Let's look at a small piece of code that demonstrates this technique. Imagine we have a source channel from which we get items to process. We don’t want to process items individually but in batch. For this we wait for first item coming from channel, then try to collect as many items from channel buffer as we want without blocking and timeouts involved. And then process slice of items we collected at once. For example build Redis pipeline from them and send to Redis in one connection write call.

maxBatchSize := 50

for {
    select {
    case item := <-sourceCh:
        batch := []string{item}
    loop:
        for len(batch) < maxBatchSize {
            select {
            case item := <-sourceCh:
                batch = append(batch, item)
            default:
                break loop
            }
        }
        // Do sth with collected batch of items.
        println(len(batch))
    }
}

Look at a complete example in a Go playground: https://play.golang.org/p/u7SAGOLmDke.

I also made a repo where I demonstrate how this technique together with Redis pipelining feature allows to fully utilize connection for a good performance https://github.com/FZambia/redigo-smart-batching.

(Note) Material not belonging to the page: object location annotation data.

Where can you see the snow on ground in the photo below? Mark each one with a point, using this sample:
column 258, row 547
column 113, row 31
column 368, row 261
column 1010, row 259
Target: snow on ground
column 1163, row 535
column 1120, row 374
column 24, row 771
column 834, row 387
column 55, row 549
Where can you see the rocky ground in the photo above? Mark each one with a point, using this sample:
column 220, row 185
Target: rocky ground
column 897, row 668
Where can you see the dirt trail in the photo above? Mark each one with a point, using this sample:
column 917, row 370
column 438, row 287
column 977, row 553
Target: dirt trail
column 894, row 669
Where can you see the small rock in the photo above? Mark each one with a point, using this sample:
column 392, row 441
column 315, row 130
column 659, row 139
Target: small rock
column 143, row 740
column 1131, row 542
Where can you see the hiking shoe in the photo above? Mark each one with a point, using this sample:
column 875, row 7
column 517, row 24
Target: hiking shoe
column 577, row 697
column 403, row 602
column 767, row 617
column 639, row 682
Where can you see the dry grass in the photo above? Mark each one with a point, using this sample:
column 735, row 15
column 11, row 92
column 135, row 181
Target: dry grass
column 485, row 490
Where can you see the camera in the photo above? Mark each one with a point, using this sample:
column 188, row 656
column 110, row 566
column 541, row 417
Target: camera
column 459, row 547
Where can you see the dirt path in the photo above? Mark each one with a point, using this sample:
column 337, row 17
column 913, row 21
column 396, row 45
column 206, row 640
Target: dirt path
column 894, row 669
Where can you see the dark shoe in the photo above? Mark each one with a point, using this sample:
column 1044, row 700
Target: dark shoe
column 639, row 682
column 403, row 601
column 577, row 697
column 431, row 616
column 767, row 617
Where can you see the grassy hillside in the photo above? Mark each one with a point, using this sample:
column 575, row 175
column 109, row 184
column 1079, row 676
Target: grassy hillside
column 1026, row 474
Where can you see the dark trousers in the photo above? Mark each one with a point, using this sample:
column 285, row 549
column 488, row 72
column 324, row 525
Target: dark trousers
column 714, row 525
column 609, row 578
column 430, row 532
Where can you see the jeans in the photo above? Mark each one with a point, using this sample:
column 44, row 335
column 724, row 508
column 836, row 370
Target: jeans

Another advice for those who run WebSocket services in Kubernetes. Learn how your ingress behaves – for example Nginx ingress can reload its configuration on every change inside Kubernetes services map resulting into closing all active WebSocket connections. Proxies like Envoy don't have this behaviour, so you can reduce number of mass disconnections in your system. You can also proxy WebSocket without using ingress at all over configured WebSocket service NodePort.

Message event stream benefits

Here comes a final part of this post. Maybe the most important one.

Not only mass client re-connections could create a significant load on a session backend but also a huge load on your main application database. Why? Because WebSocket applications are stateful. Clients rely on a stream of messages coming from a backend to maintain its state actual. As soon as connection dropped client tries to reconnect. In some scenarios it also wants to restore its actual state. What if client reconnected after 3 seconds? How many state updates it could miss? Nobody knows. So to make sure state is actual client tries to get it from application database. This is again a significant spike in load on your main database in massive reconnect scenario. In can be really painful with many active connections.

So what I think is nice to have for scenarios where we can't afford to miss messages (like in chat-like apps for example) is having effective and performant stream of messages inside each channel. Keep this stream in fast in-memory storage. This stream can have time retention and be limited in size (think about it as a sliding window of messages). I already mentioned that Redis can do this – it's possible to keep messages in Redis List or Redis Stream data structures. Other broker solutions could give you access to such a stream inside each channel out of the box.

So as soon as client reconnects it can restore its state from fast in-memory event stream without even querying your database. Actually to survive mass reconnect scenario you don't need to keep such a stream for a long time – several minutes should be enough. You can even create your own Websocket fallback implementation (like Long-Polling) utilizing event stream with limited retention.

Conclusion

Hope advices given here will be useful for a reader and will help writing a more robust and more scalable real-time application backends.

Centrifugo server and Centrifuge library for Go language have most of the mechanics described here including the last one – message stream for topics limited by size and retention period. Both also have techniques to prevent message loss due to at most once nature of Redis PUB/SUB giving at least once delivery guarantee inside message history window size and retention period.